Target missed, purpose fulfilled
So also in this case. Nothing was really “fixed”, which makes” Defixing " unnecessary. More than an alibi law without substance and without real benefit for the sufferers, but with as usual far-reaching freedoms of their service Masters with the time limit and exploitation did not come out in the amendment. But the universities want even more. In their Bayreuth declaration of autumn 2019, the university chancellors, who are responsible for budgets and staff, urged a “further development” of temporary opportunities for Academic Staff. In doing so, they once again highlight the” role of universities as a qualification system”, in which practically nothing is not subject to the purpose of education – of students and all scientists except professors. This, warns GEW vice Keller,“opens the door to a broad Interpretation of the qualification concept”.
The mendacity behind such Advances reveals a view of the big picture. In her study, Gassmann states that the former goal of the WissZeitVG, “to create a secure legal framework for the limitation of employment contracts in scientific qualification, is being missed”. Although the number of research assistants more than doubled between 1994 and 2018, the number of doctorates did not even increase by a quarter and the number of habilitation degrees remained virtually unchanged. From which it concludes that “a significant proportion of temporary employees do not acquire formal qualifications during their employment at universities”. For the scientist, this also raises the question of the law’s right to exist, “if the benefit may lie only in the non-formal qualification of the scientific staff”.
This could be exacerbated: perhaps the benefit of the rules was and still is to squeeze as much as possible out of the employees in order to keep the heads of a higher education system on a flame of austerity (fiscal consolidation, debt brake, Black Zero) a residual financial capacity to act. The search for the culprits of the WissZeitVG as well as its “screwed up” amendment would then first have to begin in the Berlin government apparatus, where since 2005 a chancellor resides, who swathes during Sunday speeches of the “educational Republic of Germany” and “lighthouses of science”, while in real life day care centers, schools and universities bleed out financially and personally.

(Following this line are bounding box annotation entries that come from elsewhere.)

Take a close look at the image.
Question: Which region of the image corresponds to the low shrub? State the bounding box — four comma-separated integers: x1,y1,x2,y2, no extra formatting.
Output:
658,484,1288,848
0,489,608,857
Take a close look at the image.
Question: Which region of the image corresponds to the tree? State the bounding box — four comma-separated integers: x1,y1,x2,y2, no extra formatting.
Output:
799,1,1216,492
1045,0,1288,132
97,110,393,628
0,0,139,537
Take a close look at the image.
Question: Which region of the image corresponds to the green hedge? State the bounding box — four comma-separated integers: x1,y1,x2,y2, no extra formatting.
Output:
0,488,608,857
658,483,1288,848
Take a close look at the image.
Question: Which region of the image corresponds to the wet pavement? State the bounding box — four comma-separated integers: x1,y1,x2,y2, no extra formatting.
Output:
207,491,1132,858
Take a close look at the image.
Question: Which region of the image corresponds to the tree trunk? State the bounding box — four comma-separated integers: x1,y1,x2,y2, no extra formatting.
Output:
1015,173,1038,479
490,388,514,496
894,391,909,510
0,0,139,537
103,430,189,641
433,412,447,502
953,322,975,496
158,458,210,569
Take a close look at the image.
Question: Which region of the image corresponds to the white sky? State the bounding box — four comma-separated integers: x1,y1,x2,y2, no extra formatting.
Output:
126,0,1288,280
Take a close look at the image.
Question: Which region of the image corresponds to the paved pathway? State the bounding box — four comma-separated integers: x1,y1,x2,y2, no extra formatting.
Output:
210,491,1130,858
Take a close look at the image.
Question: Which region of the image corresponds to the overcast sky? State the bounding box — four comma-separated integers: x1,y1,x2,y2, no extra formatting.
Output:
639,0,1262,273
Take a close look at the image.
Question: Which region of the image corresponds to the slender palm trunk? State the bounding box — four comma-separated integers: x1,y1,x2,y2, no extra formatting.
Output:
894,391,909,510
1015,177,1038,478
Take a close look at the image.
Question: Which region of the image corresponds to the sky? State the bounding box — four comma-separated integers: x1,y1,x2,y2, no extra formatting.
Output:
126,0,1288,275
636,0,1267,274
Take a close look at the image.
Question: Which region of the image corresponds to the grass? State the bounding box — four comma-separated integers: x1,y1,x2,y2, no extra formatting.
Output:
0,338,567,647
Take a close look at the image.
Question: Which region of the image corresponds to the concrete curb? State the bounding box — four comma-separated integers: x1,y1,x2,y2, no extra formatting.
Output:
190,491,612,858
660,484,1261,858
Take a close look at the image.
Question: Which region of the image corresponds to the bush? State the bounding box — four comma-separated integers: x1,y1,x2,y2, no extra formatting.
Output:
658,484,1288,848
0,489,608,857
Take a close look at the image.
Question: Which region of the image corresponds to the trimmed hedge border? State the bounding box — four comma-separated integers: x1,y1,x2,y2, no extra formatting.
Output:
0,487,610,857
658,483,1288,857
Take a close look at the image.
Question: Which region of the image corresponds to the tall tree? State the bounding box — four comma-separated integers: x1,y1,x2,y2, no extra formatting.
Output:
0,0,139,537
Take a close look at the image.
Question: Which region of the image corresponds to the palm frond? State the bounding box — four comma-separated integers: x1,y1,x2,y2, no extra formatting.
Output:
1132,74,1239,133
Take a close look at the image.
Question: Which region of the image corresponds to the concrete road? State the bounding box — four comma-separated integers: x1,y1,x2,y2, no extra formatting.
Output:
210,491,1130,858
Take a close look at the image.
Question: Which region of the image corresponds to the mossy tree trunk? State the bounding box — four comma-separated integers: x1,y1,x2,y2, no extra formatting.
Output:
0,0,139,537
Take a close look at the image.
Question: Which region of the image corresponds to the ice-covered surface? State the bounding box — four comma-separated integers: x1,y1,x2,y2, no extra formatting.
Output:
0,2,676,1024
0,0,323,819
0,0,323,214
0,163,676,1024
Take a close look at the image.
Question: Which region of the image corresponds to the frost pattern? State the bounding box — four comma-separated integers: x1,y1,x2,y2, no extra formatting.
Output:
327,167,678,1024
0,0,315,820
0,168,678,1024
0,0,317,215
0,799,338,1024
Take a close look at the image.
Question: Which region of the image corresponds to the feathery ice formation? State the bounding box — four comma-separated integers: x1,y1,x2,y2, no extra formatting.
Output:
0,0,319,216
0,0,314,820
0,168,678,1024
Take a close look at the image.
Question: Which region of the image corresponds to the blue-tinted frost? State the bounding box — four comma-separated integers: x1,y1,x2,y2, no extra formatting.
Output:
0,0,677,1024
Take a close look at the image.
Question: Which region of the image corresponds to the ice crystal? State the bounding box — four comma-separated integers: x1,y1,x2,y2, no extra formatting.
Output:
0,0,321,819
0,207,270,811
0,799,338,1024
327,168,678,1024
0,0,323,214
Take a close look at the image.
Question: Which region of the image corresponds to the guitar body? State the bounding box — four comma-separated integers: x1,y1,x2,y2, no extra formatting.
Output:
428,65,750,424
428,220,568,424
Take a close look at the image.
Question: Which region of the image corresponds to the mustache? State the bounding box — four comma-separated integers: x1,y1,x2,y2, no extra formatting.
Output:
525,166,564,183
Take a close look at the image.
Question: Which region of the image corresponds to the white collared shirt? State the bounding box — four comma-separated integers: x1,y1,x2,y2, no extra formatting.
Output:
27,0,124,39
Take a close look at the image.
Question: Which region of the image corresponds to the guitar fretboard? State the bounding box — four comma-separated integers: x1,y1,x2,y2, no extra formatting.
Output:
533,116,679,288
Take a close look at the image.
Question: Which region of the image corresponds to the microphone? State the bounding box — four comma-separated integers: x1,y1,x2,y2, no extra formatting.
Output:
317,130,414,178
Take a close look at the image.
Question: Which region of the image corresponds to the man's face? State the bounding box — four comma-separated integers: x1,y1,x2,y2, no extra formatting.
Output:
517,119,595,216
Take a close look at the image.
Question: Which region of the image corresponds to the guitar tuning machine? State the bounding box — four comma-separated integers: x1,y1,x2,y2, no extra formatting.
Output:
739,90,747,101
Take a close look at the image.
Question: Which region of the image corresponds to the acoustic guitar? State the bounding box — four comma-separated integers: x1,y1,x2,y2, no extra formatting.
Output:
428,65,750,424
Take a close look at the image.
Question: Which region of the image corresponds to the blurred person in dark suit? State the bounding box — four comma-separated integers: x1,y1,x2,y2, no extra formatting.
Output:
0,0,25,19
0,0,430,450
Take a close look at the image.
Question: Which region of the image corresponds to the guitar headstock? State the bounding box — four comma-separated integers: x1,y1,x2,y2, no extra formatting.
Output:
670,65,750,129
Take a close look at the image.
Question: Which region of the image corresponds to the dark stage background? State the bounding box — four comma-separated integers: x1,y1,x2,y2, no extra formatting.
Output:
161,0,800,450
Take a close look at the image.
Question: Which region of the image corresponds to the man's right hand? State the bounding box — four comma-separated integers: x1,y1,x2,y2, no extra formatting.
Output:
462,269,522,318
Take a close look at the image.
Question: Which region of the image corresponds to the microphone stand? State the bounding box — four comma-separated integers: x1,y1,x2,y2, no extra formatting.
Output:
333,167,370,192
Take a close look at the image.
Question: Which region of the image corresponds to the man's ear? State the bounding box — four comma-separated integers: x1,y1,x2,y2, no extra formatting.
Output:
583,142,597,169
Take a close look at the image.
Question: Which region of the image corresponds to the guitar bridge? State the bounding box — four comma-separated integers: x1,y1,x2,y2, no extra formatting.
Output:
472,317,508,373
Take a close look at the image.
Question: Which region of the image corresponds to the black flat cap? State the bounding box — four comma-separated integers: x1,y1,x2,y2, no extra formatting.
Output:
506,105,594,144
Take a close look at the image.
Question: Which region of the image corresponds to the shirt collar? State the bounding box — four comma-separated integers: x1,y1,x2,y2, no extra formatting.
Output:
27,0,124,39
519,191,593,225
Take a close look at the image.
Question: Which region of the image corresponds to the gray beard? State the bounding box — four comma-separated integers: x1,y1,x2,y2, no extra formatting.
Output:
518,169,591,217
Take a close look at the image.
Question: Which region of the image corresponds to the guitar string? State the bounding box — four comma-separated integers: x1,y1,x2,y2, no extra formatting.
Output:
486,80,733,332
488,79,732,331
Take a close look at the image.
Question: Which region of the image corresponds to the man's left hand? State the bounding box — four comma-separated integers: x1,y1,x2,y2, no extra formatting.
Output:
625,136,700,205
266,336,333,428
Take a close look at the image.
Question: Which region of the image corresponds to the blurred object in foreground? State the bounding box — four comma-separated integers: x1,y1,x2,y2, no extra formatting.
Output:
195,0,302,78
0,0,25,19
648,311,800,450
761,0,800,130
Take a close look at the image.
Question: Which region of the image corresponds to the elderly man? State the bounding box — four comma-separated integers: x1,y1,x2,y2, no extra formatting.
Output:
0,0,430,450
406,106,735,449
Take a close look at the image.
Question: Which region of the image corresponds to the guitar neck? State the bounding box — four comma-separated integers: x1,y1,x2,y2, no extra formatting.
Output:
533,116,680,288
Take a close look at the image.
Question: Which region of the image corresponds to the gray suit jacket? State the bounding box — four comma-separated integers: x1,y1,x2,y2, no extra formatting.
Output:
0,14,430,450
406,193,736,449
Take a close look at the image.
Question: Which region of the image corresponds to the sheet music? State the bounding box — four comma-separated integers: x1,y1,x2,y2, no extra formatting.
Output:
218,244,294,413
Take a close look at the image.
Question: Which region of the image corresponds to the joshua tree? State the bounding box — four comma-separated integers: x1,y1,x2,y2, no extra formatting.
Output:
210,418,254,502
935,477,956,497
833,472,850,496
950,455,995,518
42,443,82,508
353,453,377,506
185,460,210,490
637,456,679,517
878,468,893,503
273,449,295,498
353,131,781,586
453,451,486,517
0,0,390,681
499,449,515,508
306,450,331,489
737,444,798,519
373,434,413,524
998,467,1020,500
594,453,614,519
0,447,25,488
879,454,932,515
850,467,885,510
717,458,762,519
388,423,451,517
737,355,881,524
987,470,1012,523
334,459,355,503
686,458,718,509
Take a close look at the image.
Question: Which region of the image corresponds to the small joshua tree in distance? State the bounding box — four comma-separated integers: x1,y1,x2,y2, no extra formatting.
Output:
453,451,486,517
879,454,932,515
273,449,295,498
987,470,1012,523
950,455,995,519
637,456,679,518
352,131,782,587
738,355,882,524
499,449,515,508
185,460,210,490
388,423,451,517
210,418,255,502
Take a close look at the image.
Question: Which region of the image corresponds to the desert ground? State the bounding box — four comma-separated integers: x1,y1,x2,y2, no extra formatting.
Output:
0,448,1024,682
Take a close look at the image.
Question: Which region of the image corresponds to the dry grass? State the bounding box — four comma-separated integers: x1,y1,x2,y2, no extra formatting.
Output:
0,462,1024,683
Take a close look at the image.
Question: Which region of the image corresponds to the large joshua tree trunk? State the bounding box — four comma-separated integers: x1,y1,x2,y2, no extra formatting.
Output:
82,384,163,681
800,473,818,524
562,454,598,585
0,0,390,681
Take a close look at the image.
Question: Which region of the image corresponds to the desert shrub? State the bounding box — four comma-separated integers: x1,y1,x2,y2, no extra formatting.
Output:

“Action must be taken now”, demands GEW University expert Keller and yet suspects that he will not be heard. The WissZeitVG States in black and white,“the effects of this law will be evaluated in 2020”. Accordingly, the Bundestag and the Bundesrat must make a correction “still in this election period”, demanded the trade unionist. Not with this government. According to their roadmap, the results of the initiated scientific review can only be expected in 2022 and a possible improvement “at the earliest in three years”, complained the trade unionist.
“We already know today, even without this Evaluation, that the Wissenschaftszeitvertragsgesetz is abused, and we also know without Evaluation, how to put a stop to this abuse,” Nicole Gohlke, spokeswoman for science policy of the parliamentary group die Linke in the Bundestag, explained in mid-February in a parliamentary debate on the topic. “It needs improvements to the law.“The Associated proposal of the left” push back terminations – permanent positions for permanent tasks in science " was referred to the Education Committee, where it will fail in the foreseeable future. As usual in matters involving social explosives, the grand coalition is holding back. You can have children at 40 and later.